Walaupun nasibnya hampir terpuruk di kolong jembatan Kodrat malah semakin menggila main togel, main perempuan, dan mendem-mendeman. Ia tak memperdulikan anaknya –Sukir- tidak bisa bayar sekolah. Katanya ; “Buat apa sekolah tinggi-tinggi kalau hanya jadi koruptor.” Lagaknya seperti politikus. “Jadi brandal saja, sekali waktu bisa ngrampok rumah pejabat yang korupsi. Sekolah tidak juga membuat kon 10 pinter!” Kali ini lagaknya seperti orang kalah perang.
 
Meski bulan puasa, ia tak pernah berhenti.
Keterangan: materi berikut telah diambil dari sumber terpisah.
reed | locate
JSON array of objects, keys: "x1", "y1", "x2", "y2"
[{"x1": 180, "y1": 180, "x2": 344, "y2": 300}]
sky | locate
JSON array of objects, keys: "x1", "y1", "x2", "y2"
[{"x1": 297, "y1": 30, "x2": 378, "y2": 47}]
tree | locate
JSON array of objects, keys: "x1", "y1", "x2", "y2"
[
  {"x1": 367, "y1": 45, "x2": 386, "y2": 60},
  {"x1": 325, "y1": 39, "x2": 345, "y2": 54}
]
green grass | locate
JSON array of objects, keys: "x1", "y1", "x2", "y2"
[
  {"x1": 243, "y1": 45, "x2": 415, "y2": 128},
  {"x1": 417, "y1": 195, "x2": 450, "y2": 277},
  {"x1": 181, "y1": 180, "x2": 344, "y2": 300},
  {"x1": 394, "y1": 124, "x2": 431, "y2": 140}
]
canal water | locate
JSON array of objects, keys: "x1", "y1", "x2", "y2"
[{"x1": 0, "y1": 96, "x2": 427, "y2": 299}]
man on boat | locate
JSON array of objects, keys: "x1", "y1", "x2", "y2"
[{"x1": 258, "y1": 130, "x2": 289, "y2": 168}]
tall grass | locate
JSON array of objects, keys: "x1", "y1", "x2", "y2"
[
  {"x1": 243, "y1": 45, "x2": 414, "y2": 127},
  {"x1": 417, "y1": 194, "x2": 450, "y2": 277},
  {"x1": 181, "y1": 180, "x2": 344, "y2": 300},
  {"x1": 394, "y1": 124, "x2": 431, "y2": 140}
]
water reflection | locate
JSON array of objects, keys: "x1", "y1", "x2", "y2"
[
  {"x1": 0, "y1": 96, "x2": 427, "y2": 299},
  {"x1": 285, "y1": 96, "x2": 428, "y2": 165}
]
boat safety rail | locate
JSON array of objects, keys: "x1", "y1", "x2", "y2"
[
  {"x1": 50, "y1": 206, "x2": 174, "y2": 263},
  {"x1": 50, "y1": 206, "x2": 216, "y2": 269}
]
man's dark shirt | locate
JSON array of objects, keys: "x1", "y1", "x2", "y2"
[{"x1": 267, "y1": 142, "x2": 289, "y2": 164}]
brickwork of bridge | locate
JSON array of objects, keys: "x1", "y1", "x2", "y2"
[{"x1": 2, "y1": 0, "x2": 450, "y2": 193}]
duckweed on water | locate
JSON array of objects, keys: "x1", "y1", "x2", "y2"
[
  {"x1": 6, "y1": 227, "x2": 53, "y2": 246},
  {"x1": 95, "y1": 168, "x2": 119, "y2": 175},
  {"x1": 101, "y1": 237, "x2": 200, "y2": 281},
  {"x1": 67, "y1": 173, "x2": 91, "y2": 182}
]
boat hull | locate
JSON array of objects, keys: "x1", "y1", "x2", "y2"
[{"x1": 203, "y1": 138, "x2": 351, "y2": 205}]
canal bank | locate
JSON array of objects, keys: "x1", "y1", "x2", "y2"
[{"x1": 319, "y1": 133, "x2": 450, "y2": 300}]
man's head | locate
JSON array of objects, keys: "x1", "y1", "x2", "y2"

Apalagi kalau tahu temannya dapat togel, hatinya tambak kemropok 11. Setiap hari waktunya habis untuk ngramesi 12 togel. Buku tulis anaknya pun ludes diterjang ramalan togel. “Kalau dapat, lumayan bisa buat lebaran,” katanya.
 
Belum lagi kalau ia mau ngalap berkah 13. Tambah lebih gila lagi. Bisa-bisa satu minggu tidak pulang. Bahkan ia sempat dikabarkan hilang. E, tidak tahunya ia pergi ke Gunung Kawi 14 cari wangsit 15. Nunggu kejatuhan daun Dewa Ndaru 16. Ya, lamun tangeh 17 kejatuhan. Dapatnya malah masuk angin. Pulang minta dikeroki. Kalau Sumini tidak mau, ia ngamuk. “Perempuan sundal. Pembawa sial!”
 
Namun kali ini Sumini memberinya pelajaran. Setelah terima duwit dari Bu Tjokro, ia pulang dengan Sukir ke Ngawi naik kereta api dari stasiun Wonokromo. Ia hanya ingin menitipkan Sukir ke Emaknya di Paron, Ngawi. Di Surabaya sekolah mahalnya bukan main. Kalau di desa meski terasa mahal, masih bisa ditawar. Lebih baik begitu daripada tidak sekolah sama sekali. Tapi sebenarnya selain biaya, Sumini takut anaknya akan menjadi berandalan seperti bapaknya.
 
“Mak, kata Bapak menjadi brandal lebih baik daripada menjadi pejabat tapi korupsi,” kata Sukir. Sumini tak menjawab. Suara anaknya yang masih berusia 10 tahun itu, termakan gemuruh kereta api.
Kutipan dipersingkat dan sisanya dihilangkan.